Com as pessoas, não foi diferente. As redes sociais acentuaram imensamente a demanda de se construir uma imagem pública acessível a qualquer um, em qualquer tempo. Criou-se uma vitrine global, onde todos somos marcas que precisam se afirmar, se posicionar e vender uma imagem.

Dedicamos esforços para construir personas que pareçam ser, tanto no campo pessoal quanto profissional, reflexos reais e autênticos do que somos. Em muitos casos. Em outros tantos, vemos verdadeiras obras de ficção.

A aparência (ou “o parecer ser”) virou quase uma obsessão. Até mais do que “ser”.

E nesse sentido, a tecnologia não é neutra. Da mesma forma que ela é um veículo para distribuir informações em escala e expor fatos, também pode ser manipulada para criar mentiras e enganar as pessoas. Não à toa, as fake news são um dos maiores problemas deste século.

Gosto de lembrar o caso do restaurante The Shed at Dulwich, que foi número 1 no ranking do TripAdvisor de Londres, sem nunca ter existido.

Apenas contextualizando, o TripAdvisor se tornou a maior comunidade de viagens do mundo e foi um dos pioneiros em adotar conteúdos gerados pelos usuários, que ao interagirem com a plataforma, deixam suas avaliações sobre hotéis, restaurantes e experiências.

A influência destas avaliações nas decisões de compra tornou-se um case do setor de turismo. Segundo um estudo da Oxford Economics, os reviews e pontuações no Tripadvisor chegaram a influenciar em um ano mais de 10% do valor global de gastos do setor.

Pois bem. Oobah Butler, um jovem jornalista britânico, que era remunerado por alguns restaurantes para escrever avaliações falsas sobre os estabelecimentos, mesmo sem nunca ter comido neles, resolveu desafiar a lógica da plataforma e demonstrar suas vulnerabilidades.

Criou um site para o The Shed at Dulwich, posicionando-o como um restaurante de altíssima qualidade, que atendia só por reserva, e solicitou à sua extensa rede de amigos que escrevesse resenhas e avaliações falsas positivas sobre o ambiente familiar e aconchegante e a qualidade dos pratos servidos, dando 5 estrelas para todos os quesitos, o que foi alavancando o seu ranqueamento no TripAdvisor.

A cada dia, as ligações com pedidos de reservas aumentavam, mas como o restaurante não existia, Butler sempre respondia que estava com capacidade máxima lotada pelas próximas semanas. A escassez fazia a procura aumentar e, em seis meses, o The Shed at Dulwich alcançava o topo do ranking do TripAdvisor.
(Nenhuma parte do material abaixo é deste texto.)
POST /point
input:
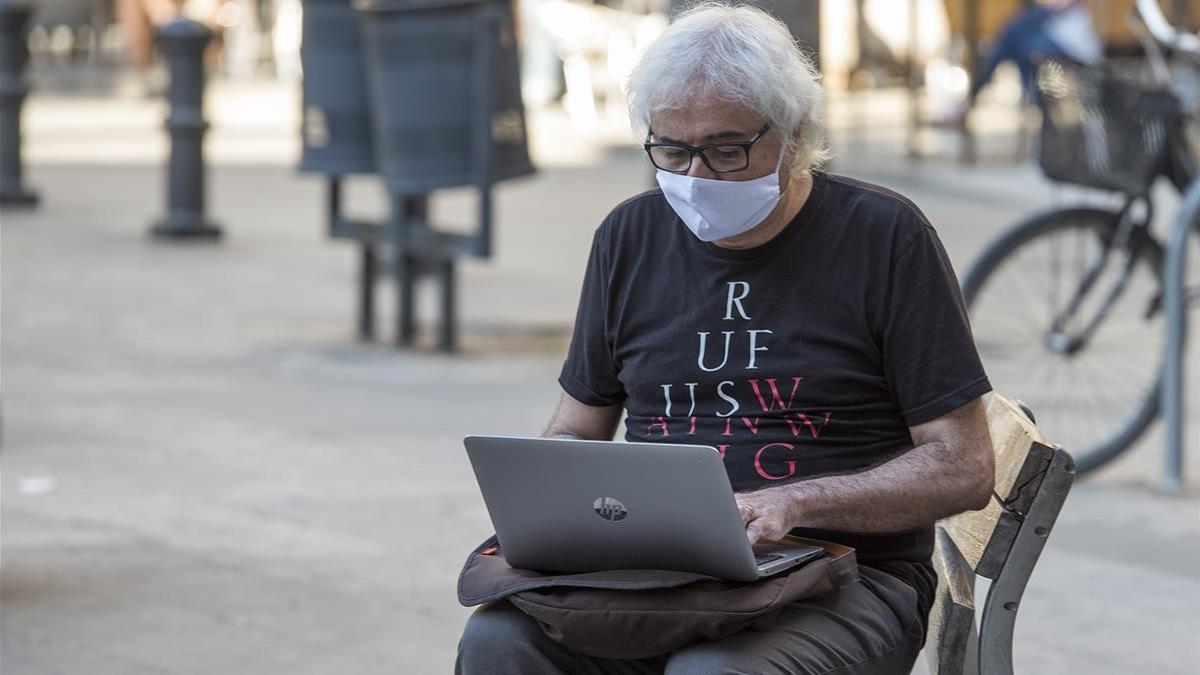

Foi quando ele resolveu de fato abrir o restaurante. No quintal da sua casa alugada, caindo aos pedaços, simulando um ambiente provinciano com galinhas em uma casinha de boneca, que podiam ser abatidas à escolha do freguês.

A aparência continuava sendo sua principal arma para mostrar o quanto as pessoas são influenciáveis: as comidas servidas não passavam de pratos congelados comprados em supermercado, mas com uma apresentação que os fazia parecer comida “gourmet”.

É claro que o restaurante existiu por uma noite apenas e depois que o jornalista revelou a “brincadeira”, foi excluído da plataforma. Mas ficou a lição de que, talvez, hoje em dia, temos dado ainda mais importância para “parecer ser” do que o Júlio César.